Ok, it’s time to take this from concept down into practice. Let’s use Salesforce as a case study. Keep the following in mind as we proceed: no one publishes their complete brand strategy. I am making some educated guesses based on publicly available information. Luckily, Salesforce has provided us with a nice guide if we’re interested in learning more.

Brand Essence: Bridge building or connecting

If you look at anything produced by Salesforce, the focus is on one thing and one thing alone: helping Salesforce customers build connections with their customers.? This brand essence is so believable because it flows through everything they do. It’s also the essence of a CRM product. A CRM is essentially a connection machine, allowing companies to build connections with customers at scale.

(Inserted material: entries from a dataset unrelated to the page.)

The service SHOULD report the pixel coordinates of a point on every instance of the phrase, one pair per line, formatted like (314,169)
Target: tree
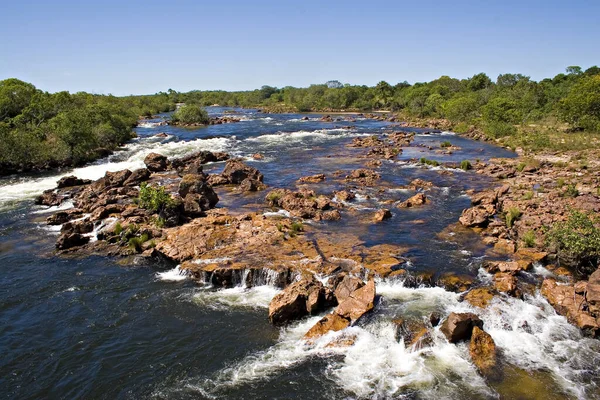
(581,107)
(478,82)
(15,95)
(191,114)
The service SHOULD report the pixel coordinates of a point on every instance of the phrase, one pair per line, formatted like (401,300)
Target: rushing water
(73,327)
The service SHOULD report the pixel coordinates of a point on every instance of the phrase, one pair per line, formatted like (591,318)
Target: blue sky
(138,47)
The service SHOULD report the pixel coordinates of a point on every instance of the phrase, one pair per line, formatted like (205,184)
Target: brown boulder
(236,171)
(416,200)
(71,180)
(331,322)
(382,215)
(507,283)
(477,216)
(480,297)
(68,240)
(116,179)
(570,304)
(358,303)
(138,176)
(312,179)
(483,351)
(459,326)
(296,301)
(156,162)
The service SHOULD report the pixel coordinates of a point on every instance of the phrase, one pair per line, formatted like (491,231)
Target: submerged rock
(416,200)
(156,162)
(483,351)
(459,326)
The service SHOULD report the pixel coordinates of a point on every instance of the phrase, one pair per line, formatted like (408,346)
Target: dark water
(93,328)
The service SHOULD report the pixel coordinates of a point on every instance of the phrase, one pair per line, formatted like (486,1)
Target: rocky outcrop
(303,203)
(483,351)
(71,180)
(459,326)
(307,296)
(566,301)
(382,215)
(312,178)
(414,201)
(156,162)
(359,302)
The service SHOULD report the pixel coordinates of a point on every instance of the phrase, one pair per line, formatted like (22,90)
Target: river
(100,328)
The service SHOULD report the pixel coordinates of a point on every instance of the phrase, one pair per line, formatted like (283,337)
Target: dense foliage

Brand Promise: Helping our customers make their customers happier

With their promise, Salesforce has gotten more specific. The promise focuses on the outcome that Salesforce customers can expect each and every time they interact with the company. The power behind this promise is obvious for anyone who either owns or runs a business, no matter the size. Happy customers equal trust, trust equals loyalty, loyalty equals MRR (monthly recurring revenue), MRR equals long-term security. Do you see what Salesforce has done here? They’ve taken a relatively unexciting product (a CRM, and a sometimes clunky one, at that) and turned it into something of deep value. They’ve even created some level of emotional connection.

How to start defining your brand essence and promise?

If you are ready to start defining your brand essence and brand promise, I encourage you to start by asking yourself one question: What are you really selling?? Once you can answer this question with clarity, you’ll be able to start crafting your essence and promise. If you have trouble answering this bigger question, read this post , then try to answer these questions first:

  1. What emotions have my customers expressed after doing business with me??
  2. What emotions do I want them to experience?
  3. What unique benefits do they receive that connect them very solidly with me?
  4. What is it that my buyer needs most from me?
  5. How do people look at themselves differently when they use my product or service? Do they feel smarter? Do they feel more empowered?

Once you’ve worked through these five questions, go back to the bigger question. The answer to the question “What are you really selling?” is your brand essence. The promise should flow from that.

Once you have some ideas written down, share them with some trusted collaborators. ?In my experience, developing your own brand is extremely difficult, even if you do it for a living. You need to bounce your ideas off someone with more distance from the problem before deciding if a concept has merit.